Director Steven Spielberg here showcases a very personal look at Abraham Lincoln as a middle-aged man, an American president, a father, and a husband. In all four categories, Lincoln’s passion is strong and is brilliantly presented by Day-Lewis. His Oscar-winning performance is very subdued and low key, but honest, touching, and earthly.
Janusz Kaminski’s cinematography represents the humanity and earthly qualities of Lincoln’s character by shooting the film in a way that makes it look like it was shot with natural lighting. Interiors, although sometimes brightly lit by daylight, are generally dark and dust is ever present (much like in Scorsese’s Hugo). High production values and art direction also helped me to feel like I was actually there.

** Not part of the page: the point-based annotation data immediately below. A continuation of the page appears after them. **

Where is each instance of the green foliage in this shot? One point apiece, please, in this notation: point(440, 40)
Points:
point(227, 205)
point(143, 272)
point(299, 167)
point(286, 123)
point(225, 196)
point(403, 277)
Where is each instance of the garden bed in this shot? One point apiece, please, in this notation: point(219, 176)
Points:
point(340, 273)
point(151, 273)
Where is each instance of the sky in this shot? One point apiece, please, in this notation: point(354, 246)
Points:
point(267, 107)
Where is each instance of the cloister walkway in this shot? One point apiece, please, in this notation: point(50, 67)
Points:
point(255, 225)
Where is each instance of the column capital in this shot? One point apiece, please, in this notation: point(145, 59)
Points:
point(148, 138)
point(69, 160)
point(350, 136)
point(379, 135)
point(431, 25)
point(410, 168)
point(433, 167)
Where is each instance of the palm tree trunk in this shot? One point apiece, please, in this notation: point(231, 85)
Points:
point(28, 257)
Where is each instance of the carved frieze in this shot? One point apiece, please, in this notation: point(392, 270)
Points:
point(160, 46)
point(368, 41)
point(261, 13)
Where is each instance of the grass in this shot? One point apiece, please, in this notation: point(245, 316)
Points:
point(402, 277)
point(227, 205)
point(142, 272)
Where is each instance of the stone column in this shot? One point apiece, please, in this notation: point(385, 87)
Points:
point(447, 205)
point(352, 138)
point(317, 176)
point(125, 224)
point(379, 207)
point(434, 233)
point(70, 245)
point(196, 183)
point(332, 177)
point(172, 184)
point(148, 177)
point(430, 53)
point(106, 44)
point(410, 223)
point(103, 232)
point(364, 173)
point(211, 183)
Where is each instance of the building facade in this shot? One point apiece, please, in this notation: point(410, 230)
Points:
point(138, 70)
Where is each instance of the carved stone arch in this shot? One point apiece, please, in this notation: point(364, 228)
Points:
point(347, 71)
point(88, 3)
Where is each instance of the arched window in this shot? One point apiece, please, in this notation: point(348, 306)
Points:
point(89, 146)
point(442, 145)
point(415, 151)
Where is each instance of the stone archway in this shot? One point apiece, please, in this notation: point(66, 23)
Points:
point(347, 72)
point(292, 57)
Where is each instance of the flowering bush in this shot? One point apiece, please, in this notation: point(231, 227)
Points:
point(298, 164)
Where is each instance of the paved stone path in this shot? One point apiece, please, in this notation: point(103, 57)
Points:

There are several moments throughout the film in which Lincoln tells different groups of people scene-specific short stories. Every single one of them relates to the happening in the scenes, through clever use of metaphor, and Day-Lewis’ personification of Lincoln make those scenes feel wholesome and truthful. During some parts I even felt nostalgic.
I really enjoyed this film. I fell in love with it the moment that I heard Day-Lewis’ verbal interpretation of Lincoln (which apparently is closer to home than ever before in a movie) and it’s just so well shot and acted on all accounts that there’s little to nothing to complain about. The rest of the cast includes Sally Field (Oscar nominated for playing Mrs. Lincoln), David Strathairn, Joseph Gordon-Levitt, James Spader, Hal Holbrook, Tommy Lee Jones (Oscar nominated for playing Thaddeus Stevens), John Hawkes, Jackie Earle Haley, Bruce McGill, Tim Blake Nelson, and Jared Harris to name a few.
Simply put, this is a terrific film on all accounts. It’s one of 2012’s very best films and comes very highly recommended by the Commentary Track staff. For history buffs or just plain ‘ol patriots, this is a blind buy. And as a Canadian, I have no problem owning this film. It made me feel good while watching it.
Lincoln is available in a single disc DVD and two disc and four disc Blu-ray editions. Extras are various making-of short features, of which there are four more on the four disc set than the two disc set.